The first time we went there, likely about 12 years ago, at the end of our meal they brought around the dessert tray and went through our choices: “apple pie, cherry pie, apple crisp, cheesecake, sex in a pan…” As is my wont I immediately blushed upon hearing the last option. I had no idea what our waitress was talking about, and thought perhaps that I had fallen victim to some bizarre Island mating ritual.
It turns out that Sex in a Pan is this:
On that first night I managed to overcome my shock and actually order it. I’m not entirely sure what’s in it — various pudding-related products figure prominently, as does whipped cream — but it was very good, at least in a “remembering 1975 at the Carlisle United Church Turkey Supper” nostalgic kind of way.
So good, in fact, that we took to referring to The Lobster Claw as “Sex in a Pan.” As in “should we stop for sex in a pan before we go to the beach?” Or at least I started doing this.
Unfortunately every time we’ve been to the Claw since that fateful first day, Sex in a Pan has not been available: they’ve either been sold out, or it was just off the menu that week.
On Friday, however, having supper with Oliver before Indiana Jones, Sex in a Pan showed up on the dessert tray for the first time in a decade. I jumped at the chance. It was as dreamy as I remembered.
When our check came I noticed that Sex in a Pan is abbreviated SIAP, so if the notion of appearing to proposition your waitress makes you uncomfortable, I imagine that scrawling that on a napkin would wordlessly get you what you want.

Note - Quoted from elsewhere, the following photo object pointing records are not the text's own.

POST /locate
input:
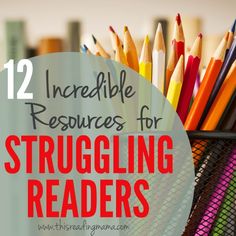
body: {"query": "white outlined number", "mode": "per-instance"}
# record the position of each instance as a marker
(21, 93)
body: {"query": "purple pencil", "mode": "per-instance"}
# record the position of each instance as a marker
(217, 197)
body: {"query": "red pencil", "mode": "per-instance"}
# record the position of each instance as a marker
(190, 76)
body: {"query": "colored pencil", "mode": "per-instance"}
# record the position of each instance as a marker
(85, 49)
(217, 197)
(231, 37)
(206, 87)
(229, 59)
(178, 38)
(190, 76)
(130, 50)
(113, 35)
(176, 83)
(158, 60)
(145, 62)
(172, 61)
(221, 100)
(119, 53)
(224, 213)
(99, 48)
(230, 116)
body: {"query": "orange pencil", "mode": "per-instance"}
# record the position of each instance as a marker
(206, 86)
(220, 103)
(130, 50)
(178, 39)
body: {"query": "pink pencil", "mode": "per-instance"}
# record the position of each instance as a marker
(196, 85)
(190, 76)
(217, 197)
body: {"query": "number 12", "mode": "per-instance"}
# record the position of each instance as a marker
(21, 94)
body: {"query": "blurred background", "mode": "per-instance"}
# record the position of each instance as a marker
(73, 21)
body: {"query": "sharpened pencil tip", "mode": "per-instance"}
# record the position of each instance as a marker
(226, 36)
(233, 27)
(200, 35)
(117, 40)
(94, 39)
(178, 19)
(159, 27)
(146, 40)
(111, 29)
(82, 48)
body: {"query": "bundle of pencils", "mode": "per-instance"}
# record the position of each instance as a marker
(178, 83)
(205, 105)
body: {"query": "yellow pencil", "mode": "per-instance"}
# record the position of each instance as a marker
(145, 62)
(158, 60)
(170, 67)
(119, 54)
(130, 50)
(100, 49)
(176, 82)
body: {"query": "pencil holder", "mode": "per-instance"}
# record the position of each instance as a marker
(214, 204)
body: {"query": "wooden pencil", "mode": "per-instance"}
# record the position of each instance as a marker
(170, 67)
(119, 53)
(85, 49)
(206, 86)
(178, 38)
(230, 116)
(113, 35)
(145, 61)
(231, 37)
(221, 100)
(176, 83)
(130, 50)
(229, 59)
(158, 60)
(99, 48)
(190, 76)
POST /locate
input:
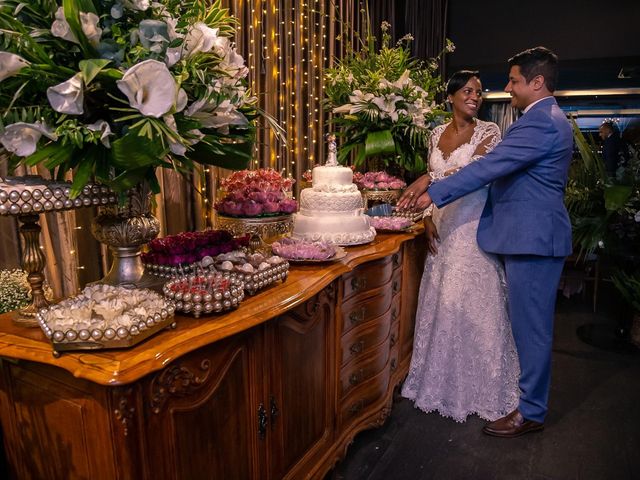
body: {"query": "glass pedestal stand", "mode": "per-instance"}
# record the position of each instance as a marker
(27, 197)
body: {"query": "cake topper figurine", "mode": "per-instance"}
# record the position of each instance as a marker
(332, 160)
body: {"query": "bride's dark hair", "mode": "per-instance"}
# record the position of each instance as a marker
(460, 79)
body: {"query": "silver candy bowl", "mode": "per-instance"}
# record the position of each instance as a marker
(78, 338)
(205, 293)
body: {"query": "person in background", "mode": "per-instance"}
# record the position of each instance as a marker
(612, 147)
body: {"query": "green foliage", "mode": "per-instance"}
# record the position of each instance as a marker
(384, 103)
(212, 119)
(605, 213)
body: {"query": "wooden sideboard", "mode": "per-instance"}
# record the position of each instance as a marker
(275, 389)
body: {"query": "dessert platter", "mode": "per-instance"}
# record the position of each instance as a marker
(105, 316)
(307, 251)
(391, 224)
(332, 209)
(256, 202)
(183, 253)
(205, 293)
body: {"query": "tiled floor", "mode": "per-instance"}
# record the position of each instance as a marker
(592, 430)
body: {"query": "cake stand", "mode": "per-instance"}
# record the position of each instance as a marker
(380, 196)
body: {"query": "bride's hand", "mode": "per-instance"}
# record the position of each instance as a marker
(409, 197)
(431, 232)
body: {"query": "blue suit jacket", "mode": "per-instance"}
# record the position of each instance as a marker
(525, 212)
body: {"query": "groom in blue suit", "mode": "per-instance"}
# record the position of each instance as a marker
(524, 222)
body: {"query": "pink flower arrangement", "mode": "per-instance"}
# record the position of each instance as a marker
(252, 193)
(378, 181)
(190, 247)
(390, 223)
(294, 249)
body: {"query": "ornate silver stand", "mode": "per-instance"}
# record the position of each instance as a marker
(125, 228)
(26, 197)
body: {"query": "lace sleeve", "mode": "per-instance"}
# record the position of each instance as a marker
(488, 141)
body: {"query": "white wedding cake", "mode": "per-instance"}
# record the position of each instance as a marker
(332, 210)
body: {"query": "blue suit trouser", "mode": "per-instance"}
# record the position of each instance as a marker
(532, 285)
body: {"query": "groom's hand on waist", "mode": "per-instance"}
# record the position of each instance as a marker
(409, 197)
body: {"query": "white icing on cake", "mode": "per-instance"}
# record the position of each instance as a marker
(310, 199)
(336, 176)
(332, 210)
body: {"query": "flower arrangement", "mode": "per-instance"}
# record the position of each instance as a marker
(189, 247)
(605, 213)
(113, 89)
(300, 249)
(253, 193)
(377, 181)
(384, 103)
(15, 291)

Indiana Jones is on at Brackley Drive-in next weekend too, playing with Iron Man as the second show. Things get started around 9:00 p.m., leaving you plenty of time for Sex in a Pan before the show.
When Oliver and I arrived at the Charlottetown Farmer’s Market on Saturday morning as usual, we were greeted with the sad news that Kim Dormaar had been abducted by aliens:

While, of course, we had some concern for Kim’s welfare — what kind of aliens? for how long? are they treating him right? — our chief thought at this point was “what are we going to have for breakfast?”
Fortunately Karin LaRonde was standing by, ably assisted by various members of the Nicholson clan, with tofu scrambler and walnut cranberry tofu crumble cake (the name of which I probably have wrong, but it’s very good).
I should be smart enough to reason that if Kim was too occupied by his alien adventures to properly service the market, he would also be too busy to provide smoked salmon to Casa Mia. But I am not, and thus visions of smoked salmon bagels danced in my head when Oliver and I showed up on Sunday morning. Alas there was no smoked salmon in the house, and so I was forced to innovate.
Being an egg liberationist as I am, most of the breakfast entrées were off limits. Fortunately Chef Cam came to the rescue by agreeing to prepare an egg-free variation of the breakfast burrito, substituting grilled vegetables for the eggs. It was fantastic, and I may be forced to place it into the regular Sunday rotation.